De ese modo estaría cerca de la gallina de los huevos de oro y podría pasarse en cualquier momento a pedirle a su vecino y benefactor una tacita de azúcar, o de dinero...


Había seguido a Pedro a casa después de haber estado casi todo el día sentado en las escaleras del juzgado, esperando a que apareciese. 


Jonathan pensó que tendría que ir varios días seguidos para encontrarlo, pero la primera tarde que pasaba allí, lo vio salir del edificio. Después de examinar su perfil, bajó la cabeza para no hacerse notar.


Jonathan se quedó por el vestíbulo, mezclándose con la gente que iba y venía. Tuvo que esperar dos horas hasta que Pedro salió del ascensor y salió con paso decidido del edificio.


Jonathan no sintió el mínimo pinchazo de dolor en el corazón al ver a su hijo después de tanto tiempo. Lo único que sintió fue una envidia terrible: quería el elegante traje que llevaba Pedro para él, y su maletín de piel y también sus zapatos. Quería tener el mismo aspecto que su hijo, tener sus andares. Lo había deseado toda la vida y ahora era Pedro el que lo había conseguido. Ese pequeño imbécil.

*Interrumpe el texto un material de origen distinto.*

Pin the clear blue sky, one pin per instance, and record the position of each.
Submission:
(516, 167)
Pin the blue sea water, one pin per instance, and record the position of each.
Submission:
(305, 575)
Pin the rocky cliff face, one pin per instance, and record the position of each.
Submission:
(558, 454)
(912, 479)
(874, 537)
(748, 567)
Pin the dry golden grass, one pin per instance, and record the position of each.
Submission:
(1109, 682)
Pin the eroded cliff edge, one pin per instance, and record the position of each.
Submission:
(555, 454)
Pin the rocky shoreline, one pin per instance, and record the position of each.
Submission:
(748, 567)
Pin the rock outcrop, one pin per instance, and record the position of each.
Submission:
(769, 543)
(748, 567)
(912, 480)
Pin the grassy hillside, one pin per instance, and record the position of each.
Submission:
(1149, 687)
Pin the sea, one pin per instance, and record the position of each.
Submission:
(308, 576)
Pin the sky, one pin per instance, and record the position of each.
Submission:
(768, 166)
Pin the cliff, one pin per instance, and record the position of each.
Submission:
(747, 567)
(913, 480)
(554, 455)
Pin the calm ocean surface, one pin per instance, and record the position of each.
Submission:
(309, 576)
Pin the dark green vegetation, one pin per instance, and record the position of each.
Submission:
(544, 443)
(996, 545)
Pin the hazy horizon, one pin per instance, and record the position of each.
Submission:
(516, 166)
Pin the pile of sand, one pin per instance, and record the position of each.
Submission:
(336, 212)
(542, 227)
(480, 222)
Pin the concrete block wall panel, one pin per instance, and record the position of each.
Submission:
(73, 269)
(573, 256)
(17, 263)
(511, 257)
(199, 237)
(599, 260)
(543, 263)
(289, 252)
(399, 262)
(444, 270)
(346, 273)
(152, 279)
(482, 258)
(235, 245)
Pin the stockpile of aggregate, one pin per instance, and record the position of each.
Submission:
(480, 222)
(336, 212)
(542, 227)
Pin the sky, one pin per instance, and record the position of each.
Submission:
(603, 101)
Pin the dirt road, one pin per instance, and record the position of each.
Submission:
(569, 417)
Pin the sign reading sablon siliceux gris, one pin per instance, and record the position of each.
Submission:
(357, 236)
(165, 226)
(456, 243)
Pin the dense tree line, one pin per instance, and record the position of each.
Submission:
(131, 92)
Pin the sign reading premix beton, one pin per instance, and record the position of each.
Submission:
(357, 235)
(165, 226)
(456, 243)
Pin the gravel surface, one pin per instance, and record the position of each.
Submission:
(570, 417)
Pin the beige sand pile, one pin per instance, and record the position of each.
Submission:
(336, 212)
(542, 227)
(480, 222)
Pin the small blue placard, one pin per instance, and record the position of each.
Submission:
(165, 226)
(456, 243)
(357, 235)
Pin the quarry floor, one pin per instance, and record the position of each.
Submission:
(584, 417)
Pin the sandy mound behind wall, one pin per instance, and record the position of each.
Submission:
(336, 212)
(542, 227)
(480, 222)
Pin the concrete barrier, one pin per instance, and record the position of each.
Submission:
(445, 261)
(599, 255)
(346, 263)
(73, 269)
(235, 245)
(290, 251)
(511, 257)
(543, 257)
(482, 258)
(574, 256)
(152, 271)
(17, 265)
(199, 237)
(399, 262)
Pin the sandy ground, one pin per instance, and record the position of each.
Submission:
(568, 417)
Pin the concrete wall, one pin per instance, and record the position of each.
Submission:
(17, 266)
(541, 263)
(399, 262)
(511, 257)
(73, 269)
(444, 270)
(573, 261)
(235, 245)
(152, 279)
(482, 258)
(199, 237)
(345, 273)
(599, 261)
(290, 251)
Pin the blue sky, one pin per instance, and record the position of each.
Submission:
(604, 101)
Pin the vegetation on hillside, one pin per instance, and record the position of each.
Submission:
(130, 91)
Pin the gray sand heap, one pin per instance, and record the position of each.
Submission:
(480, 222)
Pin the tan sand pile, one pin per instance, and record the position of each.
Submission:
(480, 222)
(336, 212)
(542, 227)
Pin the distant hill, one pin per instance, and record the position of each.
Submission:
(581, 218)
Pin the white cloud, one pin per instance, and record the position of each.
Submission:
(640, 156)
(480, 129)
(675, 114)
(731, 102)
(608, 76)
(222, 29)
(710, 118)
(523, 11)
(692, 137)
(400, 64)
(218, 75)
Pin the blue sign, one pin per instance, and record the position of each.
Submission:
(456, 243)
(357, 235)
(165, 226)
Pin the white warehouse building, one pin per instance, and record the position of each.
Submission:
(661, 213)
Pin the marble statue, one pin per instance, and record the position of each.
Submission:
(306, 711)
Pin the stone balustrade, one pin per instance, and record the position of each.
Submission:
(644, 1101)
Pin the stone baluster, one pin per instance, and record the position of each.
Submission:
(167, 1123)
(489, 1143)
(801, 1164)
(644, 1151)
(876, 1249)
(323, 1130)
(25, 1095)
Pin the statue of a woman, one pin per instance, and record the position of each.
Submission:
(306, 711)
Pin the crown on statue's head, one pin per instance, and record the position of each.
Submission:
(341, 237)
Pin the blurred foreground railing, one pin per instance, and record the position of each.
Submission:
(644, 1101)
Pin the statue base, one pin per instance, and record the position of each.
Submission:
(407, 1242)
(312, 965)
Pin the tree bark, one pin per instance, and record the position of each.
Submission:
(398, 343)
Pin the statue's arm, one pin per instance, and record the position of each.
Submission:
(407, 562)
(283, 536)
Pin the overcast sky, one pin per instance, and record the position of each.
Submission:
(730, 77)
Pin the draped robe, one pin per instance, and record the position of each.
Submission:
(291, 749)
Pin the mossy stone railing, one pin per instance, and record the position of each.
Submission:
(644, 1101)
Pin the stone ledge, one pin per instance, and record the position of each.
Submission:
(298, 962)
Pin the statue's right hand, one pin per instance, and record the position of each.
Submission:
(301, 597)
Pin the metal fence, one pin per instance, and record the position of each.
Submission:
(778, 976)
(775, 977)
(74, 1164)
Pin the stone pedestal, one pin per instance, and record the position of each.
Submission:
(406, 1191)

Siguió a Pedro a casa en el metro, y después por la calle, hasta que Pedro se metió en un callejón sin salida. Jonathan pasó de largo y luego volvió atrás justo a tiempo para ver en qué puerta entraba, la misma frente a la cual, se encontraba.


Se apartó un poco de la puerta, pensando que no quería que Pedro lo viera aún. Si venía algún otro inquilino, podría dejarlo pasar, pero necesitaba un plan un poco mejor que presentarse en la puerta de su hijo, o se la cerraría en la cara inmediatamente.


Jonathan tomó nota mental del número del edificio y se alejó en dirección al metro.


Sí Pedro tuviera una esposa o al menos una novia, aquello facilitaría mucho las cosas. 


Mientras subía al vagón, decidió volver el viernes por la noche, esperar todo lo que hiciera falta y ver si aparecía alguna mujer buscando a Pedro.


Eso sería el pase perfecto, si tenía suerte. A las mujeres les encantaban las historias tristes y él podría contarle una buena.